The current villainess, Blondie, is the daughter of the prior supervillain, whom Fury killed in the early 1990s. The raid at the beginning was to recover Daddy’s body and from it, with the help of Dr. McEvil, turn it into Bioweapon Very Dangerous: the Death’s-Head virus.

Fury and Co. head out–

“Where they going?”
“To go talk to the Doctor.”
“They have him?”
“But he’s not on their side! Is he?”

Meanwhile, Blondie is asserting her authority on her organization.

“Who all this?”
“She called all her henchmen.”
“Those are henchmen?”
“They’re lieutenants.”

If you guessed that this involves an elderly but lower-ranking member of said organization expressing his doubts about her leadership abilities (to say nothing of sanity, which is optional), her shooting a man in cold blood, getting off on it, and then laughing maniacally, you were spot on.

“Who is he, though?”
“He was one of the lieutenants.”
“Why’d she shoot him!”
“To make an example out of him?”

“That laugh was stupid….it’s not stupid. I can’t find a word. It was cartoony.”

(It really was, though.)

“A mind reader. Oh gosh.”

So off they go to somewhere else to go talk to the good (bad) doctor.

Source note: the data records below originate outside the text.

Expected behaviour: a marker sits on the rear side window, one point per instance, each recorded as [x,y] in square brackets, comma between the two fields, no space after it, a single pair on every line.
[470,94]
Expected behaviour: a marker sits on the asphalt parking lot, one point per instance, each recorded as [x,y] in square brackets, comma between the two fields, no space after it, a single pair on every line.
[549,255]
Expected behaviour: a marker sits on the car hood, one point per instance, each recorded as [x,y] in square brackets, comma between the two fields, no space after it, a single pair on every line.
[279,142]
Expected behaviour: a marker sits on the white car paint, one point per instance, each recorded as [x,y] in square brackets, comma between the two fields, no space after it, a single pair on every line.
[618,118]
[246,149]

Nick and the Countess, finding themselves alone, exchange a few words concerning their breakup, but the real highlight of this part (“Oh, watch this, watch this, watch this!” “Watch what?”) is the password exchange between the SHIELD agents and their Interpol contact….

Contact: “I died for beauty, but was scarce adjusted (sp?) in the tomb–”
Nick: “–When one who died for truth was laid to rest in the adjoining room.”
Contact: [rounds corner, is a glamorous blonde in a beret and trenchcoat. Y’know, standard policing gear.] “Colonel Fury? Contessa? Inspector Gail Runceter. Interpol….is something wrong?”
Nick: [checks out] “Truth is beauty and beauty truth. That’s all ye on this Earth know and all ye need to know.”
Contact: “….is that part of the password?”
Nick: “Nah, I just felt like saying it.”

This was the point at which, the first time I saw this movie, the switch flipped from “Heh” to “Oh this is Awesome.”

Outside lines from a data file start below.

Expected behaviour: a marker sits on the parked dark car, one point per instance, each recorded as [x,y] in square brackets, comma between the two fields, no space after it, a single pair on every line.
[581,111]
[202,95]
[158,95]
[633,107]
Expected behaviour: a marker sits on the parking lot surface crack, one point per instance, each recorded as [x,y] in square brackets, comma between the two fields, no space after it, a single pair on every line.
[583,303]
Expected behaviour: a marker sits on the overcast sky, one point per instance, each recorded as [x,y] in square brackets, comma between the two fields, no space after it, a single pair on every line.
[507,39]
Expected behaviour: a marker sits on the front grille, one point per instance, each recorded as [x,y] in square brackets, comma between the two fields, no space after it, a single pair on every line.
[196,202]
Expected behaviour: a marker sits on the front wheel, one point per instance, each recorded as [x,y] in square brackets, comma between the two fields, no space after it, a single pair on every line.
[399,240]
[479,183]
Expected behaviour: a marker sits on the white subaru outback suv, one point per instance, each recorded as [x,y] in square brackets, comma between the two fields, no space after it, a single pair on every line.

“You got to admit that was funny.”
“It’s funny!”
“It is not realistic. They don’t do those codes any more. Might as well just use a thingy in the lapel.”

Haste is indicated; the Inspector has stumbled over a dead body. So they head for the safe house…

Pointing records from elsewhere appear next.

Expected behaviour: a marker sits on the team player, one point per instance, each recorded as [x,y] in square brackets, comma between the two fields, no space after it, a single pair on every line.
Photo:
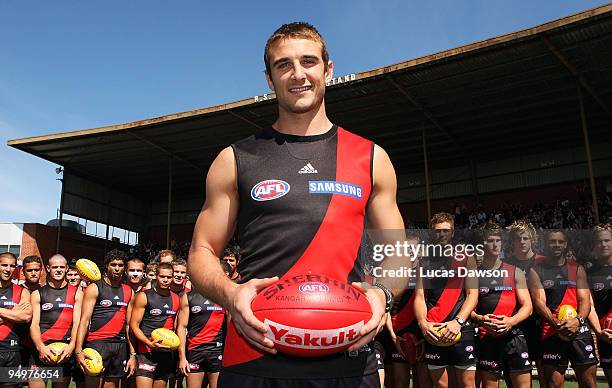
[105,314]
[200,329]
[503,303]
[32,267]
[135,271]
[600,282]
[15,308]
[554,281]
[447,301]
[301,227]
[56,311]
[155,308]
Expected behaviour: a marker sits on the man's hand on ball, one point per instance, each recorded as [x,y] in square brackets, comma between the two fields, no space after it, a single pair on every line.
[377,300]
[247,325]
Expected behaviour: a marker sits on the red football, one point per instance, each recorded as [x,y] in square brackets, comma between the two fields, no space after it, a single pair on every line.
[312,315]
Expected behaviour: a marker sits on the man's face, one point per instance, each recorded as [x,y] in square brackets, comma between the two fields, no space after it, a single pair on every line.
[73,277]
[231,260]
[443,233]
[166,259]
[522,243]
[297,74]
[57,268]
[164,278]
[7,267]
[180,273]
[135,272]
[603,244]
[556,244]
[32,272]
[492,245]
[114,269]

“What does the Countess do?”
“She’s Nick’s ex and his sidekick. Also the second in command on the strike team.”
“The blonde woman?”
“No, the black haired one!”
“Who is the blonde?”
“She’s with Interpol.”

The doctor is being held in the safehouse; he’s not cooperative.

“All they need is some scopalamine!”

They don’t have scopalamine, since it’s no longer 1944, but they do have a mind reader. She has some trouble getting through, but does manage to pull the required information. The Inspector subsequently pulls Fury aside with an urgent message.

“They’re inside, here?”
“So one of them is a traitor?”
“What? Her! Why?”

“Oh, it’s the other girl.”

The Mother of Skaith had a bit of trouble with this twist, since it’s hard to tell a black-haired woman who has been in the movie from the beginning from a blonde who hasn’t.

“So what happened to the Countess?”
“That girl was the Inspector. She was pretending to be the Inspector. The Countess is the girlfriend.”
“Oh! She’s a countess?….why?”

Meanwhile, in the confusion, the false-Inspector has infected Fury with the Death’s-head virus and made a clean getaway. Death is expected within 48 hours.

“Death….don’t they have a thingy?”

The antidote is only possible if they get a sample of Blondie/Viper’s DNA. Fury vows to get it, even if he has to “suck blood out of that vampire’s neck.”

“Oh! This is so…so…dramatic! I hope no children look at this!”
“Y’know, I would have loved this movie when I was a kid.”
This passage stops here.